Singh told People that she wants her audience to understand that depression is not something to be ashamed of.
“I don’t get why because it’s nothing to be embarrassed about,” she said. “It’s nothing to be ashamed about. It’s a part of life – the ups-and-downs – and I really wanted people to start talking about it so I thought I’m going to lead by example. I’m going to openly talk about it.”
In 2015, she went on world tour called “A Trip to Unicorn Island,” with Unicorn Island being what she refers to as her happy place. When she would go on stage during the tour, the first thing she would say was, “Hi, my name is Lilly Singh, and five years ago I suffered from depression.”

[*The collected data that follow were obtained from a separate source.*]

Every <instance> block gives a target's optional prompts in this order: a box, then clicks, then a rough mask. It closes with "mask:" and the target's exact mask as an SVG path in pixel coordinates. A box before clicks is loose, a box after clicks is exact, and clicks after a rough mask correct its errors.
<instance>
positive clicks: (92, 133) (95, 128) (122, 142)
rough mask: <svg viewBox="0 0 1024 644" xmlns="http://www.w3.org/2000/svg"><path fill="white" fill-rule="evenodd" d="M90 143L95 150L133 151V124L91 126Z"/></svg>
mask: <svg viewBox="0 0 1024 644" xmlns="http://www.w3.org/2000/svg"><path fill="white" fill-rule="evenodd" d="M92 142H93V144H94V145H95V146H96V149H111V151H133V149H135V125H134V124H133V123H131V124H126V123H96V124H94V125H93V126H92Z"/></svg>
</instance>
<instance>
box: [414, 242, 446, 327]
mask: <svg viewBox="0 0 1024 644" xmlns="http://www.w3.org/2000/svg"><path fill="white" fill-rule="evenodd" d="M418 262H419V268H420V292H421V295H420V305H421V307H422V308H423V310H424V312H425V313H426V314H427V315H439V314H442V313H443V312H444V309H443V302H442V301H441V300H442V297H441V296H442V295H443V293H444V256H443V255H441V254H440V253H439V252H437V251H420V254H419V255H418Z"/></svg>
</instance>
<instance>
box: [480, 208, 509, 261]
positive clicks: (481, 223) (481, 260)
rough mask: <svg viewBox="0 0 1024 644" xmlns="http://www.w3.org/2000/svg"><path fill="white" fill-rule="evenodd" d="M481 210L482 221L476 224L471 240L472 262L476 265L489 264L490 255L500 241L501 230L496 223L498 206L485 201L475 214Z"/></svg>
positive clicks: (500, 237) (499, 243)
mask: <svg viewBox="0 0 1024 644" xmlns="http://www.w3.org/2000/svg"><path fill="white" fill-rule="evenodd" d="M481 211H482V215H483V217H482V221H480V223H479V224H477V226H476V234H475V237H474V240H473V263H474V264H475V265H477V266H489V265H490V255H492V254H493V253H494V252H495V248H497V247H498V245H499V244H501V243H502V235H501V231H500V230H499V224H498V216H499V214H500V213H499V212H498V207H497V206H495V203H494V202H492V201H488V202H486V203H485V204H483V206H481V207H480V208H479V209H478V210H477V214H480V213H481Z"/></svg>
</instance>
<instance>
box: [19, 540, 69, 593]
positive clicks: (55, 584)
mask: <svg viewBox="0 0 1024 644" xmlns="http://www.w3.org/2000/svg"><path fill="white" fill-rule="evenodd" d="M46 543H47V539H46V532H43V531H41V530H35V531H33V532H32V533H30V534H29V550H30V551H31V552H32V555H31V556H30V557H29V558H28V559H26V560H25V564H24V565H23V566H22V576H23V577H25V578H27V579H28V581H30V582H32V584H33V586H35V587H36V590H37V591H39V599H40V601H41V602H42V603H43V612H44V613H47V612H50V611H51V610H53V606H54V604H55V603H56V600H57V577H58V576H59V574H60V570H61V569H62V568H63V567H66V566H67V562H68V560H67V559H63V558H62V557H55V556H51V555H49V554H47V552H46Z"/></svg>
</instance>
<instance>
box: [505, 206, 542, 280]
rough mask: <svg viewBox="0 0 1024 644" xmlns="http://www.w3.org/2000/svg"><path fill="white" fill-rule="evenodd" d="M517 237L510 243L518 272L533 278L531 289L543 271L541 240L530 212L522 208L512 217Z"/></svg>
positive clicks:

Singh says that since she made her video about depression, many people have reached out to her at events telling her that they were able to get help because of what she said.
A documentary of Singh’s world tour was produced for YouTube Red, the website’s premium subscription service.
What did you study?
Singh says that she always wanted to be entertaining people in some fashion, aspiring to be a rapper when she was younger. But as she got older, she begun to realize that this might not be practical, and so she began to pursue a career in psychology, taking the same path as her sister.
“I went to the same school she went to, did the same degree she did…really had no interest in it, to be honest,” she said.
After graduating from York University with a degree in psychology, Singh was originally going to pursue a master’s degree, as her father wanted her to do. But instead she decided to focus on YouTube, a decision her parents were quite skeptical about.
“It was around the time that my dad was telling me to do my masters [in counseling psychology] that I decided no, I cannot do this for two more years and make this my life,” Singh said.
In order to reassure her nervous parents, Lilly made a deal with them that if her YouTube career wasn’t going well in a year, she would go back and finish her master’s degree. Luckily for her, it did wind up working out. These days, her parents are fully supportive of her, even if they didn’t understand YouTube at first.
“Recently, I feel so grateful because they’ve become supportive in a new way,” she said. “They actually watch my videos and understand the art I’m doing.
How did you end up in such an offbeat, unconventional and cool career?
Around the time that Singh started making videos, she was seeing many other women like Jenna Marbles having success, but there were no major South Asian comedians on the website. She realized that she had an opportunity to share her unique voice with the world.
“There was nobody who looked like me making videos,” she said. “There was no South Asian female making videos, and I was like, ‘Well, I want to be the person to change that.’”
The earliest video on Lilly’s channel instructs viewers on how to tie a turban. Her background is definitely at least a small part of the channel’s appeal, as there simply are not many YouTube celebrities discussing topics like Bollywood movies, growing up in a traditional Indian family, and the difference between brown girls and white girls. At the same time, Singh doesn’t want to be defined as an Indian comedian.
“Above all else, I’m Lilly. I’m not just an Indian woman. I have this unique set of characteristics that make me who I am,” she said. “But the media will always say I’m that diversity card. I remember in one article they called me the voice of India, and I was like, ‘I’m not even from India, I was born in Canada.’ That pressure is placed upon me, and my response is that I’m super-proud of my ethnicity, I’m super-proud to be a woman, but above all, I’m super-proud to be Lilly.”